Burkina Faso’s amendments adopted by the Council of Ministers provide for the removal of certain tax benefits during the exploitation phase, including the seven-year exemption on the lump sum minimum tax on industrial professions, the licence tax and the employer and apprenticeship tax. In addition, the draft introduces a 20 per cent capital gains tax on the assignment of mining rights.
The reduction of tax stabilisation is a recurring feature of recent mining reforms. Guinea’s mining code offers a stabilisation regime limited to a maximum of 15 years that, except for production and export taxes, only covers the stabilisation of the tax rates – specifically excluding tax bases.
In the DRC, stability would be substantially reduced through the removal of the 10-year stability guarantee, which would be replaced by an undertaking not to amend the mining code for three years. As for companies already holding titles issued under the current code, not only would acquired rights reduced from a 10-year stability guarantee to five, but this protection would only apply if the title holder had secured a minimum investment of US$500 million. The investment should produce high value-added mining products inside the country.

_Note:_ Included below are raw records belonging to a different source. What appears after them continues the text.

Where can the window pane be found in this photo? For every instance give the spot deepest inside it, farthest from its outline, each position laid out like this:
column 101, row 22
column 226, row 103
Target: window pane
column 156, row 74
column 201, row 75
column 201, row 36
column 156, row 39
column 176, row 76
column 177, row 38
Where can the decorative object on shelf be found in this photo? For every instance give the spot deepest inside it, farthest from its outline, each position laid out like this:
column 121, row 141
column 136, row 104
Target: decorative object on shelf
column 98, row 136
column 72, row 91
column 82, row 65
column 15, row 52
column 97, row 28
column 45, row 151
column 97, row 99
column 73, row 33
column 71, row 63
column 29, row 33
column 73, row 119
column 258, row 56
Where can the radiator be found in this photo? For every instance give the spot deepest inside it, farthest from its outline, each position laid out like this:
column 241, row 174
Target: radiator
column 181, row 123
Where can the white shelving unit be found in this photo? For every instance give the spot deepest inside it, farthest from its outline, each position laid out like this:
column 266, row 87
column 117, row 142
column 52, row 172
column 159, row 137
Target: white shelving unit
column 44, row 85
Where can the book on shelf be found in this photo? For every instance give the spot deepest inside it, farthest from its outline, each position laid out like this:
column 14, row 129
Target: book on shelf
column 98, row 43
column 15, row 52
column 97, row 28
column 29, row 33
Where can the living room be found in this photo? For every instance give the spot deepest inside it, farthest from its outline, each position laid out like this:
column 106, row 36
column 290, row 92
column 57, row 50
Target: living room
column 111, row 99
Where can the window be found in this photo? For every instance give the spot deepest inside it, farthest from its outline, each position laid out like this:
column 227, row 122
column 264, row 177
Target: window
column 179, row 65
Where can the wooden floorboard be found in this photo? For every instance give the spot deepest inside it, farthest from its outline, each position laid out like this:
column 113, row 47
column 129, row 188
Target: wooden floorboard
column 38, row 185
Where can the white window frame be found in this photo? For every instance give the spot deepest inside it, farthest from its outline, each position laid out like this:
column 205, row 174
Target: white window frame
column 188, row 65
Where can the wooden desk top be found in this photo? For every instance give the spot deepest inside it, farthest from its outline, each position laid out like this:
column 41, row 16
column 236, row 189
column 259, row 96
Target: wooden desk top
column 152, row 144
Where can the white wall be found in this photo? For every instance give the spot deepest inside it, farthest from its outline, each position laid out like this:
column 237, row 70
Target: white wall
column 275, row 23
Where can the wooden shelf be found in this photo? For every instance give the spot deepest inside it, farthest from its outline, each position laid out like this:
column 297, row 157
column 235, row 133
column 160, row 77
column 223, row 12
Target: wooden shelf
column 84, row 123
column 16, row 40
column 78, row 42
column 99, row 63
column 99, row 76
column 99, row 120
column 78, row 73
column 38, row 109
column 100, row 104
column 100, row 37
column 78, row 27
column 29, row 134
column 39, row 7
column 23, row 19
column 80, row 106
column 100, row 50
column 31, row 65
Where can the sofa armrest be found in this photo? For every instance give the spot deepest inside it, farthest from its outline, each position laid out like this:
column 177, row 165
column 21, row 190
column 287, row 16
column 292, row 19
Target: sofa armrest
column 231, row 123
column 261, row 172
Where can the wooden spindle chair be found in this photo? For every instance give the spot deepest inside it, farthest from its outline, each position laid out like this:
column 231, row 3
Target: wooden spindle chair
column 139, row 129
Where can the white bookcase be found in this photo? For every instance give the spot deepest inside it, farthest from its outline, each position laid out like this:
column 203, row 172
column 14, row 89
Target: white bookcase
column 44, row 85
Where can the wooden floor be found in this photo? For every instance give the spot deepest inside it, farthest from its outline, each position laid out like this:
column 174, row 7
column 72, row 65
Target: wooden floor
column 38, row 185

This proposal has of course been met with strong opposition from stakeholders that have invested in the DRC’s mining sector, on the back of a modern and investor-friendly mining code and stability guarantee.

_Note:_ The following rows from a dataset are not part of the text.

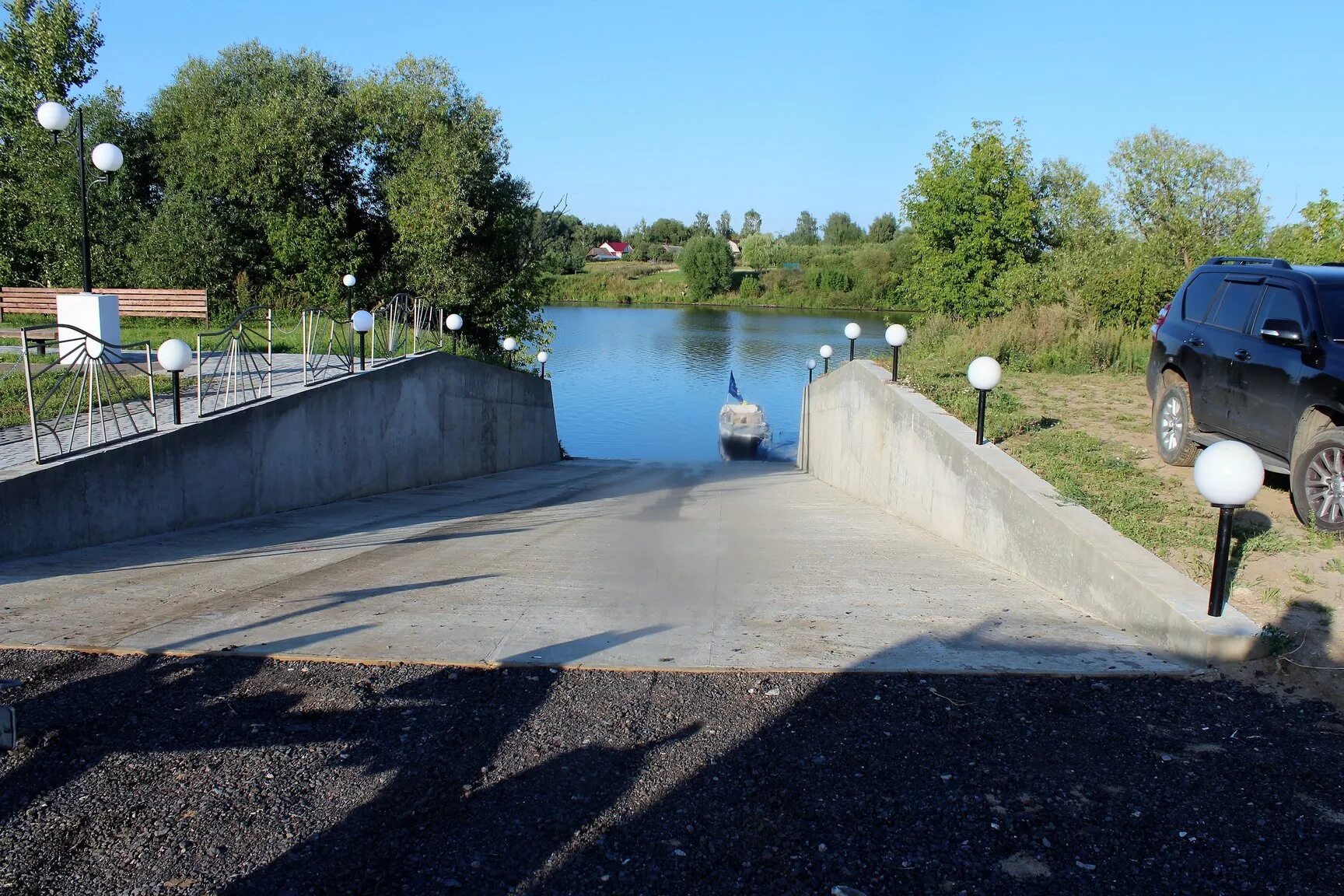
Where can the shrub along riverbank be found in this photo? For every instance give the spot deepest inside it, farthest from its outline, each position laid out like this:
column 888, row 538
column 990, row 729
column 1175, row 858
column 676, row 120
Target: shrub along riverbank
column 662, row 284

Many of the recent reforms have introduced limitations on the number, area and scope of mining permits. For example, Guinea’s mining code provides for substantial restrictions on the land package available for exploration, namely a maximum area of 1,050km squared for bauxite and iron ore and a maximum area of 500km squared for other substances.
In the DRC, the proposed amendments would reduce the exploration timeframe from 15 to 10 years. In addition, while the number of exploration permits that could be held by an entity and its affiliates is maintained at 50, a reduction is proposed on the number of exploitation permits, which is now limited to 10 for each entity and its affiliates.
Along the same lines, the Ivory Coast’s draft amendments provide that exploration permits may only have a maximum area of 400km squared as opposed to the current 1,000km squared.
Moreover, new obligations have been created with regard to the start of work. Guinea’s code provides that exploitation title holders must begin development work within one year, with penalties of US$2 million per month imposed on the holders of mining concessions if they fail to do so.
In addition, it is worth noting that titles may be withdrawn if work has not begun within 18 months of exploitation permits being issued and two years from grant of mining concessions.
Mali has introduced the requirement that exploitation should begin within three years of an exploitation permit being issued. The Ivory Coast proposes to reduce the requirement to start work from one year to six months from the date at which the title is issued.